La strategia US All Cap di Hermes – dice Russell – detiene azioni di società che offrono prodotti e servizi essenziali, come acqua e aggregati, che difficilmente potranno subire gli effetti della  disruptive innovation in futuro, così come quella degli “arch-disruptor”.

 

Innova o soccombi
 
La principale causa di disruption è il rapido progresso tecnologico insieme all’accelerazione della sua adozione da parte dei consumatori. Le ricerche di Gartner suggeriscono che il tasso di  sviluppo tecnologico è esponenzialmente più rapido della velocità con cui operano la maggior parte delle imprese.
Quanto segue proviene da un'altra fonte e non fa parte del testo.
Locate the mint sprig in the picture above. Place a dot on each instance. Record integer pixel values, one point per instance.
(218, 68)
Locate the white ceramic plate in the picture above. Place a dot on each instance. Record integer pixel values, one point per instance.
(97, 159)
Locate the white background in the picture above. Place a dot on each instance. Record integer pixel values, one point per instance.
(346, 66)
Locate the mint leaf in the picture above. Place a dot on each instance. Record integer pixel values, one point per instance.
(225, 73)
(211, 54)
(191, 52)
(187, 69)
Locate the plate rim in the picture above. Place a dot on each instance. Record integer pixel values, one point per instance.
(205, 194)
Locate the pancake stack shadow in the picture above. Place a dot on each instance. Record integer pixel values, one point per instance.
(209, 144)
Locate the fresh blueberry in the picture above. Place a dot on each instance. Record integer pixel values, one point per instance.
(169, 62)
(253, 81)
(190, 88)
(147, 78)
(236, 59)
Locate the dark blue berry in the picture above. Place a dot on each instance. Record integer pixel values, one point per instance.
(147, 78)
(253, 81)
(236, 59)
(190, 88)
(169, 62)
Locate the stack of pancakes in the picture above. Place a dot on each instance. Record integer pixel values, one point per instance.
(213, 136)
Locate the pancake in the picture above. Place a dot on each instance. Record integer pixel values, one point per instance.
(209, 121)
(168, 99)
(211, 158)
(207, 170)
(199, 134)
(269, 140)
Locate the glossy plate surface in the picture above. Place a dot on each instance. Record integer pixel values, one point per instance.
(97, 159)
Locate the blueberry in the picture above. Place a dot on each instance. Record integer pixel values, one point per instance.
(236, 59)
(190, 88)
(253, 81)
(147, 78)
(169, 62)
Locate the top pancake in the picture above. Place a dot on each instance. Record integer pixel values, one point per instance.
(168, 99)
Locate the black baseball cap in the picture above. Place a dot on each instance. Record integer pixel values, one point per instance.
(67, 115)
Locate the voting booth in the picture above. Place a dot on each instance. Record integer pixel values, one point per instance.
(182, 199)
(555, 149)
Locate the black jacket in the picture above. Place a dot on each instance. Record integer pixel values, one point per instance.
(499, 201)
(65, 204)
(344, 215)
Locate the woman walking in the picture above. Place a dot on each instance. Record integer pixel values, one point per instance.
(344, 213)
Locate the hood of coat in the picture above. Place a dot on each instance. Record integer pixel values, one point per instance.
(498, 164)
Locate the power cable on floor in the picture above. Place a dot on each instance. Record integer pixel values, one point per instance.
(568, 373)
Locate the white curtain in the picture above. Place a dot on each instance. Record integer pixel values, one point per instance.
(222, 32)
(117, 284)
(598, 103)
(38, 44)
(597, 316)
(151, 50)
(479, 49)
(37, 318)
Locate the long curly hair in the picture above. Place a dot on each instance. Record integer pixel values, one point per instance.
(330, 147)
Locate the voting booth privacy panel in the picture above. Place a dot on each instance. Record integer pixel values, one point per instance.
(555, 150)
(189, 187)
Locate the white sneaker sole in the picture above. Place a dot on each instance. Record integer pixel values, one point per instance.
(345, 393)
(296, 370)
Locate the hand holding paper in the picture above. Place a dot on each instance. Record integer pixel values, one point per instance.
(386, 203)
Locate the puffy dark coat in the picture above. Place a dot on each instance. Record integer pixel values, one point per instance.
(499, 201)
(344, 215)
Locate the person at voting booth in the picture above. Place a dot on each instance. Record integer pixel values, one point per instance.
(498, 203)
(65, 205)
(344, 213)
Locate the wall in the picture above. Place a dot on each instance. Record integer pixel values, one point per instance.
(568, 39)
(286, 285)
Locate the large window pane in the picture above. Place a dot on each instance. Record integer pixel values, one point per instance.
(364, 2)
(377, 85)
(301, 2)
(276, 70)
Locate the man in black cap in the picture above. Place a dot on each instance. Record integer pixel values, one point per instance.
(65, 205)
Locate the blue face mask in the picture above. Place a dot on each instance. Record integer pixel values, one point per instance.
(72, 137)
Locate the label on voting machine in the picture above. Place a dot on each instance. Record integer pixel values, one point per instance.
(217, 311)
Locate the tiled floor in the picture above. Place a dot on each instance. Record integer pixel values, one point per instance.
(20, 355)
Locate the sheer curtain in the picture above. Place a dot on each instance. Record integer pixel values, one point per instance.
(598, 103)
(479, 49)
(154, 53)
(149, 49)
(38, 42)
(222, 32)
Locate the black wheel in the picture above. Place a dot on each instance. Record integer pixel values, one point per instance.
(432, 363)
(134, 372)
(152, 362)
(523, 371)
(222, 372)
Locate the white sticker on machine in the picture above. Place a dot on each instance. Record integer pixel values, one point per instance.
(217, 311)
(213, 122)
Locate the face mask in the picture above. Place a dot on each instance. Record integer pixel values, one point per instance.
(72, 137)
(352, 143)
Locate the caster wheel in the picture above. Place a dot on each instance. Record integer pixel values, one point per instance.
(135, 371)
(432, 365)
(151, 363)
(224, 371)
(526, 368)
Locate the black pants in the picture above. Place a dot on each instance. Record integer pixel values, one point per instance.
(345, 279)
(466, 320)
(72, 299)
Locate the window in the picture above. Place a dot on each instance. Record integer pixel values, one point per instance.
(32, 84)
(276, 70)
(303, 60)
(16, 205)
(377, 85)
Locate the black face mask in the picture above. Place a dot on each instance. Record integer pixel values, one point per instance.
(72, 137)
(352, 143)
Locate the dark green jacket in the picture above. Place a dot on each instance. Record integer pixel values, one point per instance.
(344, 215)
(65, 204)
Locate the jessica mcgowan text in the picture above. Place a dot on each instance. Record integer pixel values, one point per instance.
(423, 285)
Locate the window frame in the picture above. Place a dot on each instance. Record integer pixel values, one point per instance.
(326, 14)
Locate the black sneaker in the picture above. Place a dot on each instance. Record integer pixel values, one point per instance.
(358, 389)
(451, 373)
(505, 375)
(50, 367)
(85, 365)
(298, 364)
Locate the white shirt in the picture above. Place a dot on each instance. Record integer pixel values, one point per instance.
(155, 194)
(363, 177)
“Per sopravvivere, le aziende hanno bisogno di business difendibili che rendano difficile acquisire forza ai nuovi concorrenti. In caso contrario, vi è il rischio concreto che il  progresso tecnologico e i profondi cambiamenti tecnologici dei modelli aziendali portino a un aumento del tasso di default nei prossimi 10-20 anni”, spiega Russell. Che aggiunge: “Accanto alle aziende che forniscono prodotti e servizi essenziali, sovrappesiamo gli “arch-disruptor” come Amazon”. Il “volano di Amazon”, un motore economico che sfrutta crescita e scalabilità allo scopo di migliorare l’esperienza del cliente attraverso una maggiore selezione e costi più bassi, sta creando un vantaggio competitivo sempre più forte e duraturo.

 

Società esposte al rischio di tecnologie dirompenti

 

Ma quali sono le società quotate sull’S&P500 maggiormente esposte alle tecnologie dirompenti? Lo strategist ne elenca parecchie. Le prime sono Exxon Mobil, Chevron e GE, penalizzate dalla transizione dai combustibili fossili alle energie rinnovabili. Ci sono poi IBM, Intel e Cisco, in sofferenza per l’emergere del cloud computing che ha portato alla commercializzazione dell’infrastruttura di sistemi di comunicazione.

E ancora: la triade Pfizer, Merck, Johnson & Johnson, a causa delle scoperte rivoluzionarie nel campo dei farmaci che hanno ridotto il periodo di vantaggio competitivo a favore dei farmaci leader; Verizon, Comcast e Walt Disney a causa dell’impennata della pubblicità digitale e dei servizi in streaming che hanno messo a repentaglio i contenuti e i modelli di distribuzione tradizionali.
Infine, Wal-Mart Store e Nike, a causa della penetrazione del commercio elettronico che sta trasformando i servizi ai consumatori, con il commercio elettronico che rappresenta oggi il 15% delle vendite al dettaglio nel Regno Unito, contro solo il 7% negli Stati Uniti.